During the Loeb 45th Anniversary Celebration and Alumni Reunion, the third and final session of Loeb University–Pech Kucha-style presentations by Loeb Alumni– addressed a range of topics and practices, from curation to innovative policymaking to the role of DIY in spurring change. One common thread was that we must face today’s unique cocktail of challenges--rapid urbanization, rising inequality, a warming planet, and so on--by giving life to radical design solutions. These solutions must touch the ground: they must motivate, inspire, and engage.

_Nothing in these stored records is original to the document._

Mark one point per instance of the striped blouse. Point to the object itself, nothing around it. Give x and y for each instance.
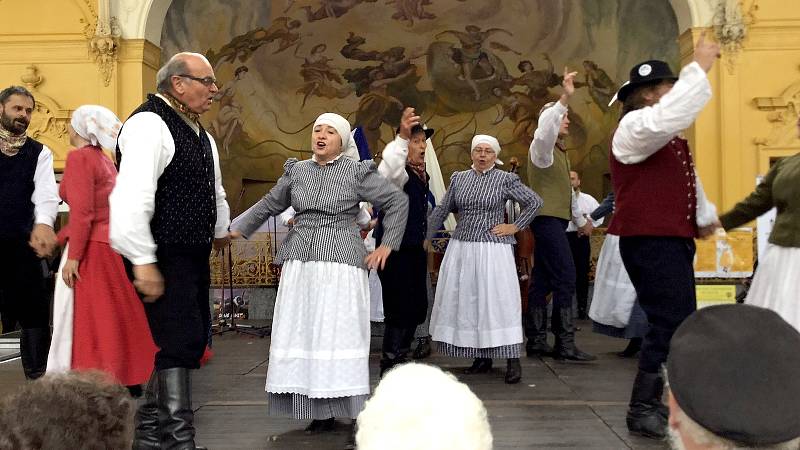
(326, 199)
(479, 200)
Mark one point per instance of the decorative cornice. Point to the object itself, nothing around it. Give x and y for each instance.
(731, 21)
(782, 113)
(102, 35)
(49, 120)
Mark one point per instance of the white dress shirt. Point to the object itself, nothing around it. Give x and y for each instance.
(147, 147)
(546, 135)
(393, 162)
(544, 144)
(45, 191)
(585, 204)
(643, 132)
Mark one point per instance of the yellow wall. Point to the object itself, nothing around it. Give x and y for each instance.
(733, 138)
(750, 118)
(52, 36)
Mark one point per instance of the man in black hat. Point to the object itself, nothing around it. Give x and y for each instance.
(730, 384)
(660, 210)
(404, 278)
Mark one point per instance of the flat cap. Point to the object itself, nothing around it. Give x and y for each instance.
(735, 370)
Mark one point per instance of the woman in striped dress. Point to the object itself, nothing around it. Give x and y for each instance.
(477, 311)
(318, 361)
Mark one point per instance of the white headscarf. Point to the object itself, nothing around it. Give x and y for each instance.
(342, 127)
(351, 152)
(491, 141)
(97, 125)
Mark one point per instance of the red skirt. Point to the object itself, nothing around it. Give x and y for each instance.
(110, 330)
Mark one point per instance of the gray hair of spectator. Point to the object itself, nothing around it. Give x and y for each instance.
(421, 406)
(85, 410)
(175, 66)
(703, 436)
(15, 90)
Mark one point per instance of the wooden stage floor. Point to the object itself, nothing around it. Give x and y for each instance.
(557, 405)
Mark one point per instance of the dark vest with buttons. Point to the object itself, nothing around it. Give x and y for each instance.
(656, 197)
(185, 201)
(417, 224)
(16, 189)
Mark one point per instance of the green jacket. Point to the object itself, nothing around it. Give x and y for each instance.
(552, 184)
(781, 189)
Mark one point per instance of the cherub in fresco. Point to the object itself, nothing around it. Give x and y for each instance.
(319, 78)
(538, 82)
(393, 63)
(601, 86)
(408, 10)
(377, 107)
(332, 8)
(282, 29)
(520, 109)
(471, 57)
(228, 122)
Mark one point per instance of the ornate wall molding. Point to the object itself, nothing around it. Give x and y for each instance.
(731, 22)
(49, 120)
(102, 34)
(782, 113)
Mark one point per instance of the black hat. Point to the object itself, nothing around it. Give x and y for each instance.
(735, 370)
(645, 73)
(419, 129)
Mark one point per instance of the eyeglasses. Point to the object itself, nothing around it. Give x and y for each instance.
(207, 81)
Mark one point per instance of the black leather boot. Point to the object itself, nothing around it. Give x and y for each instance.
(634, 345)
(175, 412)
(321, 426)
(34, 345)
(351, 437)
(643, 417)
(513, 371)
(396, 344)
(148, 434)
(536, 331)
(423, 349)
(564, 329)
(480, 365)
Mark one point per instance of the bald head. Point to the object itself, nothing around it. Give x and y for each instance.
(180, 63)
(189, 78)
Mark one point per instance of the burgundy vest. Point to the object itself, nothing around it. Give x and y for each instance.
(657, 196)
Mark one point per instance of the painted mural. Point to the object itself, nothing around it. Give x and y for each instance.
(467, 66)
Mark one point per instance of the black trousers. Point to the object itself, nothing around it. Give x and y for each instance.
(404, 287)
(179, 319)
(662, 273)
(23, 297)
(553, 268)
(581, 254)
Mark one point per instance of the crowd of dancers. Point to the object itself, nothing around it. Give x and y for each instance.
(132, 292)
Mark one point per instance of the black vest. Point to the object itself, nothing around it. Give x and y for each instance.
(16, 189)
(417, 224)
(185, 201)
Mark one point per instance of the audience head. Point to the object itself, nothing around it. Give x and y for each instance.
(418, 406)
(734, 380)
(73, 410)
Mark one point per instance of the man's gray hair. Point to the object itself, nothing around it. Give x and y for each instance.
(15, 90)
(175, 66)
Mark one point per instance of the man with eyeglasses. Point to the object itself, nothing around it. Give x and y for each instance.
(168, 209)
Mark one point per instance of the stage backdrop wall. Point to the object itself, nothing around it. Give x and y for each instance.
(467, 66)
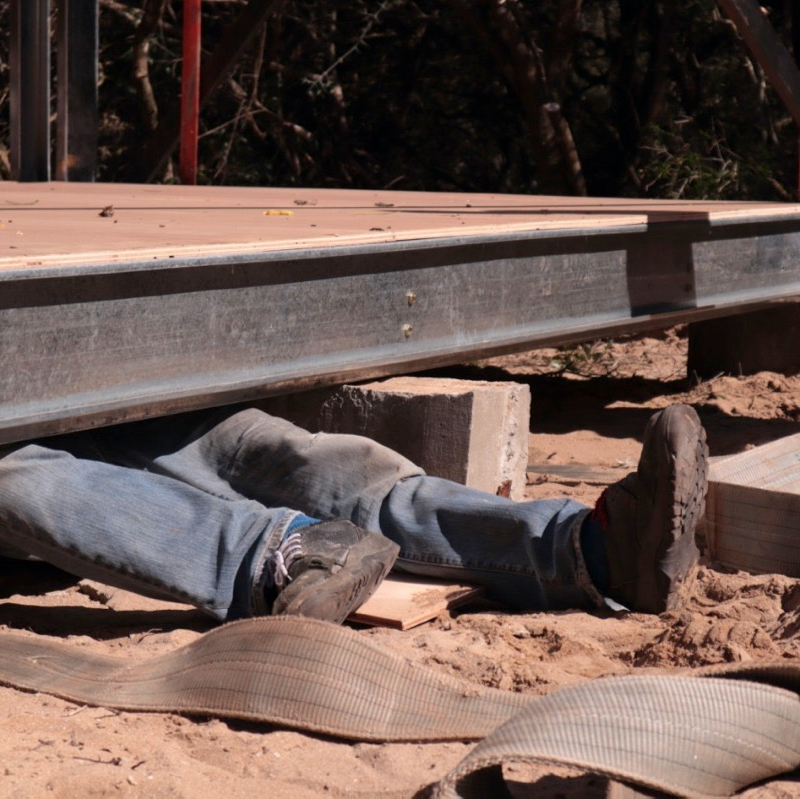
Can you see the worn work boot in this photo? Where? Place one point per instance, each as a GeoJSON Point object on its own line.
{"type": "Point", "coordinates": [648, 519]}
{"type": "Point", "coordinates": [329, 569]}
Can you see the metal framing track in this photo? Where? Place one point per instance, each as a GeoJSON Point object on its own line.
{"type": "Point", "coordinates": [97, 344]}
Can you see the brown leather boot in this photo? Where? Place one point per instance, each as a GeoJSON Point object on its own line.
{"type": "Point", "coordinates": [329, 569]}
{"type": "Point", "coordinates": [648, 519]}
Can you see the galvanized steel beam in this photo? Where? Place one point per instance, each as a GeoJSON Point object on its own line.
{"type": "Point", "coordinates": [97, 344]}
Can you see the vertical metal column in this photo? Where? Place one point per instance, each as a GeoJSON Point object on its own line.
{"type": "Point", "coordinates": [190, 91]}
{"type": "Point", "coordinates": [30, 89]}
{"type": "Point", "coordinates": [76, 120]}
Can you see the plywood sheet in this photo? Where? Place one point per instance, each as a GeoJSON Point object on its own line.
{"type": "Point", "coordinates": [405, 602]}
{"type": "Point", "coordinates": [67, 224]}
{"type": "Point", "coordinates": [753, 509]}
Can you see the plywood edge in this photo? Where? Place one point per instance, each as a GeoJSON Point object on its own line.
{"type": "Point", "coordinates": [405, 602]}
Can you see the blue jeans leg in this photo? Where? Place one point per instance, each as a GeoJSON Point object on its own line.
{"type": "Point", "coordinates": [527, 554]}
{"type": "Point", "coordinates": [138, 530]}
{"type": "Point", "coordinates": [230, 483]}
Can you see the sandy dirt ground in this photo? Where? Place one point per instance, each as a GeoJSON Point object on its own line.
{"type": "Point", "coordinates": [590, 405]}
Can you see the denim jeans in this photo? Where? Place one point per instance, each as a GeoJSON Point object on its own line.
{"type": "Point", "coordinates": [189, 508]}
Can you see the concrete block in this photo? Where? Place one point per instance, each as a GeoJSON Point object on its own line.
{"type": "Point", "coordinates": [472, 432]}
{"type": "Point", "coordinates": [747, 343]}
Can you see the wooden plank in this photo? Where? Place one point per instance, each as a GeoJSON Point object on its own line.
{"type": "Point", "coordinates": [405, 602]}
{"type": "Point", "coordinates": [60, 224]}
{"type": "Point", "coordinates": [768, 49]}
{"type": "Point", "coordinates": [753, 509]}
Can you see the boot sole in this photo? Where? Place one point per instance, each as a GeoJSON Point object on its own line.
{"type": "Point", "coordinates": [668, 556]}
{"type": "Point", "coordinates": [339, 594]}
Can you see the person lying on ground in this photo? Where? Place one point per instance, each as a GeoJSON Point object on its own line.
{"type": "Point", "coordinates": [241, 514]}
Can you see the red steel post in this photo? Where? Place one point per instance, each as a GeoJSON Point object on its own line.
{"type": "Point", "coordinates": [190, 91]}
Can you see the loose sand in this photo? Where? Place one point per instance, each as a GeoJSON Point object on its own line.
{"type": "Point", "coordinates": [50, 747]}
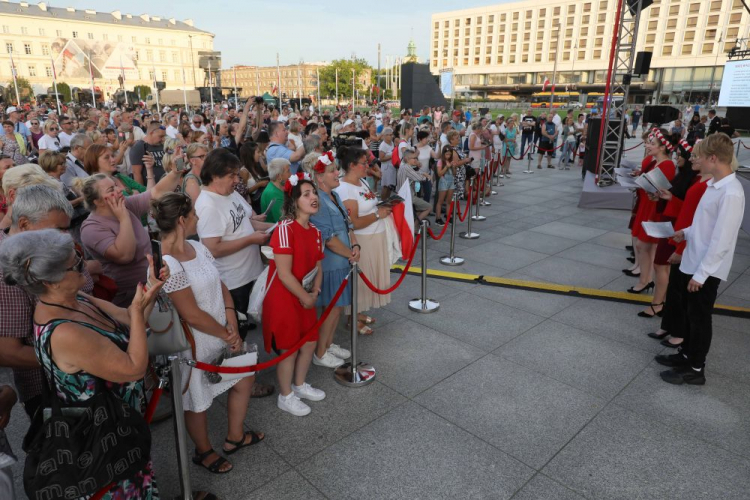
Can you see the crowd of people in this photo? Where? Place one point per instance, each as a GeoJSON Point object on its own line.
{"type": "Point", "coordinates": [104, 212]}
{"type": "Point", "coordinates": [705, 205]}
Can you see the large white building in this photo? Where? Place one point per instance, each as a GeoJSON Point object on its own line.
{"type": "Point", "coordinates": [144, 47]}
{"type": "Point", "coordinates": [493, 49]}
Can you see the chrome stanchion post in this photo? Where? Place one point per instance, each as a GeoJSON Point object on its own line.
{"type": "Point", "coordinates": [452, 260]}
{"type": "Point", "coordinates": [469, 234]}
{"type": "Point", "coordinates": [180, 431]}
{"type": "Point", "coordinates": [354, 373]}
{"type": "Point", "coordinates": [423, 304]}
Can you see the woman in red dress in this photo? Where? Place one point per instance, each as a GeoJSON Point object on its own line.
{"type": "Point", "coordinates": [289, 308]}
{"type": "Point", "coordinates": [661, 149]}
{"type": "Point", "coordinates": [667, 210]}
{"type": "Point", "coordinates": [673, 321]}
{"type": "Point", "coordinates": [646, 165]}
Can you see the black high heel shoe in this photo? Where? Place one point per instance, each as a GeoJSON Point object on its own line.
{"type": "Point", "coordinates": [650, 286]}
{"type": "Point", "coordinates": [644, 314]}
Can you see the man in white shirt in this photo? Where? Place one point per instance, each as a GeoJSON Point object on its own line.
{"type": "Point", "coordinates": [707, 259]}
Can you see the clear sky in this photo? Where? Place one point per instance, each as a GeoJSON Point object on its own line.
{"type": "Point", "coordinates": [251, 32]}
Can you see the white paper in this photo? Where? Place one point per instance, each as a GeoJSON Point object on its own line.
{"type": "Point", "coordinates": [247, 359]}
{"type": "Point", "coordinates": [626, 181]}
{"type": "Point", "coordinates": [658, 229]}
{"type": "Point", "coordinates": [658, 179]}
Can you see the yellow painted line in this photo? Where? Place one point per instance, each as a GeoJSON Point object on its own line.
{"type": "Point", "coordinates": [537, 286]}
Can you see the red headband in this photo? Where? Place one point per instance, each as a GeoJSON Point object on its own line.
{"type": "Point", "coordinates": [324, 161]}
{"type": "Point", "coordinates": [294, 180]}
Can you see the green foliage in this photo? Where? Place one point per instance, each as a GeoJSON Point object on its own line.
{"type": "Point", "coordinates": [345, 67]}
{"type": "Point", "coordinates": [143, 91]}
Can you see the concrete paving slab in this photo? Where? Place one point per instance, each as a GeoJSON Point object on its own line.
{"type": "Point", "coordinates": [298, 438]}
{"type": "Point", "coordinates": [482, 323]}
{"type": "Point", "coordinates": [718, 412]}
{"type": "Point", "coordinates": [591, 363]}
{"type": "Point", "coordinates": [410, 357]}
{"type": "Point", "coordinates": [624, 455]}
{"type": "Point", "coordinates": [413, 453]}
{"type": "Point", "coordinates": [569, 272]}
{"type": "Point", "coordinates": [570, 231]}
{"type": "Point", "coordinates": [520, 411]}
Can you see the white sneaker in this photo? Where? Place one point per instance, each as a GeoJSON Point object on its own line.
{"type": "Point", "coordinates": [308, 392]}
{"type": "Point", "coordinates": [292, 404]}
{"type": "Point", "coordinates": [339, 351]}
{"type": "Point", "coordinates": [328, 360]}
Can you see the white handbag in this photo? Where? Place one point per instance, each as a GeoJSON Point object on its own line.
{"type": "Point", "coordinates": [255, 304]}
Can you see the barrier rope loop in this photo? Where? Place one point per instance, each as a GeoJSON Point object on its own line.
{"type": "Point", "coordinates": [372, 287]}
{"type": "Point", "coordinates": [447, 223]}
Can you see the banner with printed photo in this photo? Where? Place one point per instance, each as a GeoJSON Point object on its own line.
{"type": "Point", "coordinates": [109, 60]}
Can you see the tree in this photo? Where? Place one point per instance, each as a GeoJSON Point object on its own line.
{"type": "Point", "coordinates": [142, 91]}
{"type": "Point", "coordinates": [345, 67]}
{"type": "Point", "coordinates": [24, 89]}
{"type": "Point", "coordinates": [64, 89]}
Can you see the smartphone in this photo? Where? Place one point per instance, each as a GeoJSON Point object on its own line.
{"type": "Point", "coordinates": [181, 165]}
{"type": "Point", "coordinates": [156, 253]}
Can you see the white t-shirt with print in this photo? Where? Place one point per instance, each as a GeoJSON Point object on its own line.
{"type": "Point", "coordinates": [228, 217]}
{"type": "Point", "coordinates": [367, 203]}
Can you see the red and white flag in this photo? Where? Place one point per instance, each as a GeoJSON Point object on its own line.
{"type": "Point", "coordinates": [403, 218]}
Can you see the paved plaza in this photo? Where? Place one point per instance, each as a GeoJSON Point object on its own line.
{"type": "Point", "coordinates": [506, 393]}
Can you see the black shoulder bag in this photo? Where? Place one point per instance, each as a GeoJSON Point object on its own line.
{"type": "Point", "coordinates": [80, 449]}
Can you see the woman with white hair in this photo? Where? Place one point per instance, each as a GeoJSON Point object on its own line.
{"type": "Point", "coordinates": [279, 170]}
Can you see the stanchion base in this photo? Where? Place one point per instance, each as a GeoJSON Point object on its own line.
{"type": "Point", "coordinates": [469, 236]}
{"type": "Point", "coordinates": [424, 306]}
{"type": "Point", "coordinates": [452, 261]}
{"type": "Point", "coordinates": [363, 375]}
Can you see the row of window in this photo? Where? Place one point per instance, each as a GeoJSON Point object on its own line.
{"type": "Point", "coordinates": [604, 5]}
{"type": "Point", "coordinates": [105, 37]}
{"type": "Point", "coordinates": [31, 71]}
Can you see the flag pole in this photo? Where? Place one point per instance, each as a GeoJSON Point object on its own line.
{"type": "Point", "coordinates": [54, 83]}
{"type": "Point", "coordinates": [93, 92]}
{"type": "Point", "coordinates": [156, 90]}
{"type": "Point", "coordinates": [122, 72]}
{"type": "Point", "coordinates": [236, 100]}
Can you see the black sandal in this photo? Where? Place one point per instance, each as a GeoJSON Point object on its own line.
{"type": "Point", "coordinates": [213, 467]}
{"type": "Point", "coordinates": [238, 445]}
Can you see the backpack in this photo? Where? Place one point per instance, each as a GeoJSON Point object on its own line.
{"type": "Point", "coordinates": [395, 158]}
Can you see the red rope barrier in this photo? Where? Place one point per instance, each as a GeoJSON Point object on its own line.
{"type": "Point", "coordinates": [630, 149]}
{"type": "Point", "coordinates": [262, 366]}
{"type": "Point", "coordinates": [400, 279]}
{"type": "Point", "coordinates": [447, 222]}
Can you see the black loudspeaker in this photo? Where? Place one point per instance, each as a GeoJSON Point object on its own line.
{"type": "Point", "coordinates": [642, 63]}
{"type": "Point", "coordinates": [660, 114]}
{"type": "Point", "coordinates": [633, 5]}
{"type": "Point", "coordinates": [419, 88]}
{"type": "Point", "coordinates": [590, 159]}
{"type": "Point", "coordinates": [739, 118]}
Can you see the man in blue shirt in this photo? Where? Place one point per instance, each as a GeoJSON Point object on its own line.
{"type": "Point", "coordinates": [277, 147]}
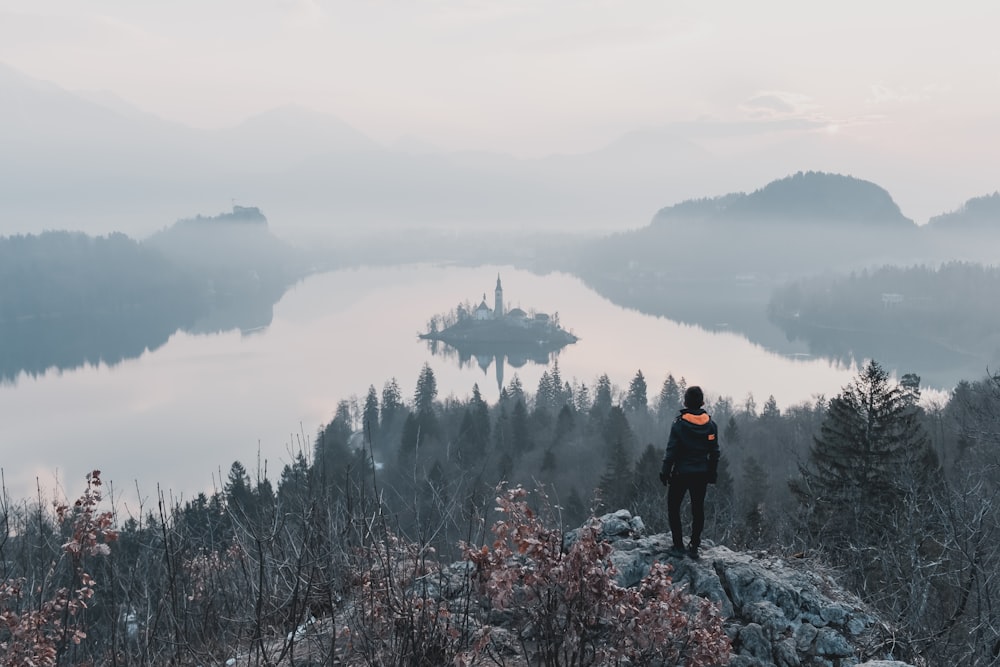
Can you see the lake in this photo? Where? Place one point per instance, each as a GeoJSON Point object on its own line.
{"type": "Point", "coordinates": [178, 416]}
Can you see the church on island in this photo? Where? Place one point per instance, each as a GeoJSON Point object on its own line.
{"type": "Point", "coordinates": [497, 324]}
{"type": "Point", "coordinates": [483, 311]}
{"type": "Point", "coordinates": [492, 335]}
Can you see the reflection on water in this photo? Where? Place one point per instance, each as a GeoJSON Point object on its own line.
{"type": "Point", "coordinates": [179, 412]}
{"type": "Point", "coordinates": [497, 355]}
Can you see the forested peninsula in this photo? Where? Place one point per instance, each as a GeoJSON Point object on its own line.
{"type": "Point", "coordinates": [68, 299]}
{"type": "Point", "coordinates": [343, 553]}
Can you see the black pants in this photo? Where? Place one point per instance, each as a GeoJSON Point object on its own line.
{"type": "Point", "coordinates": [697, 484]}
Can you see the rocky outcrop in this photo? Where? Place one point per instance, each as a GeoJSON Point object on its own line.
{"type": "Point", "coordinates": [779, 612]}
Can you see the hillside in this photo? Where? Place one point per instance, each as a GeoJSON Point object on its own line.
{"type": "Point", "coordinates": [805, 197]}
{"type": "Point", "coordinates": [976, 214]}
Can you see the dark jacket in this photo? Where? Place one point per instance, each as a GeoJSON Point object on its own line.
{"type": "Point", "coordinates": [693, 445]}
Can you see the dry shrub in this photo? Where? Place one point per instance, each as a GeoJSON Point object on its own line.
{"type": "Point", "coordinates": [567, 608]}
{"type": "Point", "coordinates": [39, 626]}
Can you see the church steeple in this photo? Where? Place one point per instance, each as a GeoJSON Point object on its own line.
{"type": "Point", "coordinates": [498, 300]}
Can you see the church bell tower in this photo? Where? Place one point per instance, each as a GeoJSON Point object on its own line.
{"type": "Point", "coordinates": [498, 300]}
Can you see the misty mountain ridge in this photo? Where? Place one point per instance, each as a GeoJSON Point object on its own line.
{"type": "Point", "coordinates": [90, 161]}
{"type": "Point", "coordinates": [978, 213]}
{"type": "Point", "coordinates": [805, 197]}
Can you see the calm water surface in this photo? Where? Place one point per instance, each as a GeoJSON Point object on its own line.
{"type": "Point", "coordinates": [177, 417]}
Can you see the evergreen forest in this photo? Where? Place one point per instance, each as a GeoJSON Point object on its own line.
{"type": "Point", "coordinates": [894, 494]}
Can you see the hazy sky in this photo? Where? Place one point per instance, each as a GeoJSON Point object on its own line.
{"type": "Point", "coordinates": [914, 84]}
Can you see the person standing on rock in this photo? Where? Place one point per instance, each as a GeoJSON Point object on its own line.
{"type": "Point", "coordinates": [690, 464]}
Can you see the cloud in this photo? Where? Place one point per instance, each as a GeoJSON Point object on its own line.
{"type": "Point", "coordinates": [779, 104]}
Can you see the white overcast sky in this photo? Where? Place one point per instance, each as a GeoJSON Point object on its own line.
{"type": "Point", "coordinates": [919, 81]}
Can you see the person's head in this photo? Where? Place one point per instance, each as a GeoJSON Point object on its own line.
{"type": "Point", "coordinates": [694, 398]}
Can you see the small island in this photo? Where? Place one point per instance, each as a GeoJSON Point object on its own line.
{"type": "Point", "coordinates": [482, 327]}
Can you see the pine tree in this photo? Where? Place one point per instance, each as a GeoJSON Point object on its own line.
{"type": "Point", "coordinates": [370, 423]}
{"type": "Point", "coordinates": [636, 400]}
{"type": "Point", "coordinates": [853, 483]}
{"type": "Point", "coordinates": [669, 400]}
{"type": "Point", "coordinates": [617, 489]}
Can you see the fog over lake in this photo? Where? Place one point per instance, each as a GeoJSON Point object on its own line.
{"type": "Point", "coordinates": [178, 415]}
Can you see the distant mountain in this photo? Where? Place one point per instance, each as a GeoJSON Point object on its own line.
{"type": "Point", "coordinates": [89, 161]}
{"type": "Point", "coordinates": [805, 197]}
{"type": "Point", "coordinates": [977, 214]}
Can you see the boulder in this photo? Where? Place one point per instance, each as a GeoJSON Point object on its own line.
{"type": "Point", "coordinates": [785, 612]}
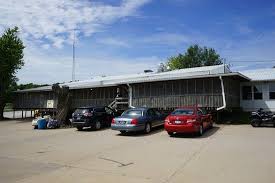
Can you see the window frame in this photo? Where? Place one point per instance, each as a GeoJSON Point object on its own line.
{"type": "Point", "coordinates": [269, 90]}
{"type": "Point", "coordinates": [251, 93]}
{"type": "Point", "coordinates": [256, 92]}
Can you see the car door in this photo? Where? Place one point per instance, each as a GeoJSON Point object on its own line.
{"type": "Point", "coordinates": [159, 118]}
{"type": "Point", "coordinates": [150, 115]}
{"type": "Point", "coordinates": [204, 117]}
{"type": "Point", "coordinates": [110, 114]}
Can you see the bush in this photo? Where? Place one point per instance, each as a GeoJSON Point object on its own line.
{"type": "Point", "coordinates": [8, 107]}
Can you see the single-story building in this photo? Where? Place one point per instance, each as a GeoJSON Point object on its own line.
{"type": "Point", "coordinates": [215, 87]}
{"type": "Point", "coordinates": [259, 92]}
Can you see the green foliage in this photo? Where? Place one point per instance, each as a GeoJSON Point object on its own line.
{"type": "Point", "coordinates": [195, 56]}
{"type": "Point", "coordinates": [11, 59]}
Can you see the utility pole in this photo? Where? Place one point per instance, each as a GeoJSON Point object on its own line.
{"type": "Point", "coordinates": [73, 68]}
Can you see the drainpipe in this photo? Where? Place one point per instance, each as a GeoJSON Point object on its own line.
{"type": "Point", "coordinates": [223, 96]}
{"type": "Point", "coordinates": [130, 93]}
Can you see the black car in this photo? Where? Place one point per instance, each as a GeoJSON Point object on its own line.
{"type": "Point", "coordinates": [95, 117]}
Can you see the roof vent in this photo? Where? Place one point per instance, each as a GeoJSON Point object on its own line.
{"type": "Point", "coordinates": [147, 71]}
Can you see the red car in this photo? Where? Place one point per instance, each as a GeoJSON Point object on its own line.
{"type": "Point", "coordinates": [188, 120]}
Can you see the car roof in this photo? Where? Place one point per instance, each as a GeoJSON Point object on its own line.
{"type": "Point", "coordinates": [140, 108]}
{"type": "Point", "coordinates": [90, 107]}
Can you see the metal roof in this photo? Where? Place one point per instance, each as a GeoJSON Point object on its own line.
{"type": "Point", "coordinates": [196, 72]}
{"type": "Point", "coordinates": [260, 74]}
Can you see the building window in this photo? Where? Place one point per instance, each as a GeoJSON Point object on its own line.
{"type": "Point", "coordinates": [272, 91]}
{"type": "Point", "coordinates": [247, 92]}
{"type": "Point", "coordinates": [258, 92]}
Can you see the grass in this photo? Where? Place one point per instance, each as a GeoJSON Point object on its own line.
{"type": "Point", "coordinates": [236, 116]}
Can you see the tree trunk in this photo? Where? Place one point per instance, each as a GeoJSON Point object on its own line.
{"type": "Point", "coordinates": [2, 106]}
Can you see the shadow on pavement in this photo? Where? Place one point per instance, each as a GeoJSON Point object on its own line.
{"type": "Point", "coordinates": [141, 133]}
{"type": "Point", "coordinates": [206, 134]}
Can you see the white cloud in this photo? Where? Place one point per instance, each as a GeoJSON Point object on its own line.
{"type": "Point", "coordinates": [113, 42]}
{"type": "Point", "coordinates": [166, 39]}
{"type": "Point", "coordinates": [54, 20]}
{"type": "Point", "coordinates": [41, 68]}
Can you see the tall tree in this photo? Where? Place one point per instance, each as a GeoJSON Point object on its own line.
{"type": "Point", "coordinates": [11, 60]}
{"type": "Point", "coordinates": [195, 56]}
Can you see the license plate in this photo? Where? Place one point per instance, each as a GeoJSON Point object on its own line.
{"type": "Point", "coordinates": [177, 122]}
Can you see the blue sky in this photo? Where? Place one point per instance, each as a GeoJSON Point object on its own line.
{"type": "Point", "coordinates": [127, 36]}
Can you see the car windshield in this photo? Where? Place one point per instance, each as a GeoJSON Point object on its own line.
{"type": "Point", "coordinates": [183, 112]}
{"type": "Point", "coordinates": [81, 111]}
{"type": "Point", "coordinates": [132, 113]}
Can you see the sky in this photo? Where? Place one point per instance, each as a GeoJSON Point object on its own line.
{"type": "Point", "coordinates": [115, 37]}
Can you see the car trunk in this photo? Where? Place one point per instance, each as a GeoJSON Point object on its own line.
{"type": "Point", "coordinates": [180, 119]}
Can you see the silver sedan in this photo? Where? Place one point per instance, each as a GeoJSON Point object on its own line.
{"type": "Point", "coordinates": [138, 119]}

Andres Lepik (LF ‘12) presented a now familiar juxtaposition: the shiny covers of the annals of high design with acres of informal settlements in Caracas. We’ve all heard that contemporary architecture is in crisis. Lepik put a twist on it, however, by placing agency back into the hands of designers. “Architects have the power to increase the social relevance of their profession,” Lepik argued, and he has directed his curatorial efforts to showcase those who are doing just that. Through his acclaimed exhibitions, from Small Scale, Big Change at the Museum of Modern Art in 2010 to, more recently, Afritecture, a traveling exhibit funded by the Goethe Institut, he has celebrated the role ethics can play in beautiful, ambitious design. Lepik noted the importance of interaction and engagement–Afritecture featured information printed on the floor, so people could literally be surrounded–in the exhibits’ success.
Armando Carbonell (LF ‘93), of the Lincoln Institute of Land Policy, switched gears with a quick spin through new ways of shaping land use policy when it comes to funding infrastructure. A photograph of the collapse of the I35-W bridge over the Mississippi River demonstrated a certain urgency: our current systems are literally failing us. Carbonell then introduced value capture–a method of converting unearned private value from public infrastructure investment into public revenue–as an “efficient, equitable, sustainable tool for urban development.” Carbonell highlighted how value capture has been used–across Latin America, from Cuenca in Ecuador to Curitiba and Sao Paulo in Brazil–to redistribute the location value of infrastructure, providing proof points that ethical, equitable policy can, in fact, be designed.
Building on the theme of doing away with old, tired paradigms, Andrew Howard (LF ‘15) issued a provocation: No More Public Meetings. After years of using traditional planning tools and processes, Howard realized “I had to change the way I was working to change the built environment.” Howard’s organization, Better Block, facilitates a DIY guerrilla approach to change based on a simple mantra: “set a date and make it happen.” Started in Dallas and now in more than 100 communities and three countries, Better Block brings people together to enact the change they want to see on their street corners, squares, and sidewalks. Using potted plants, paint, and movable furniture, the Better Block method transforms space in a matter of days, even hours, through community initiative, providing a more beautiful, persuasive case for permanent change than any public meeting can hope to do. Howard is now pushing his model to the next level with the Oak Cliff Investment Cooperative, which gives neighbors a vehicle to fund projects together and gain a return on their investment.
Herbert Dreiseitl (LF ‘11), of Atelier Dreiseitl and Livable Cities Lab, rounded off the day with a call to action. With manifestations that range from flooding to drought and heat waves, climate change is one of the most pressing problems facing cities today. Yet Dreiseitl’s work as a landscape architect and urban planner has centered on water not as the problem, but as the solution. From Singapore to Norway to Germany, his projects have taken on urban hydrology and storm water management as an engine for problem solving and placemaking. “We have all the toolkits available,” said Dreiseitl, insisting that what we need are “many small, complementary projects.” Like the previous presenters, Dreiseitl emphasized the importance of “better arguments” to achieve the public engagement and buy-in that are necessary if we’re going to pull this off.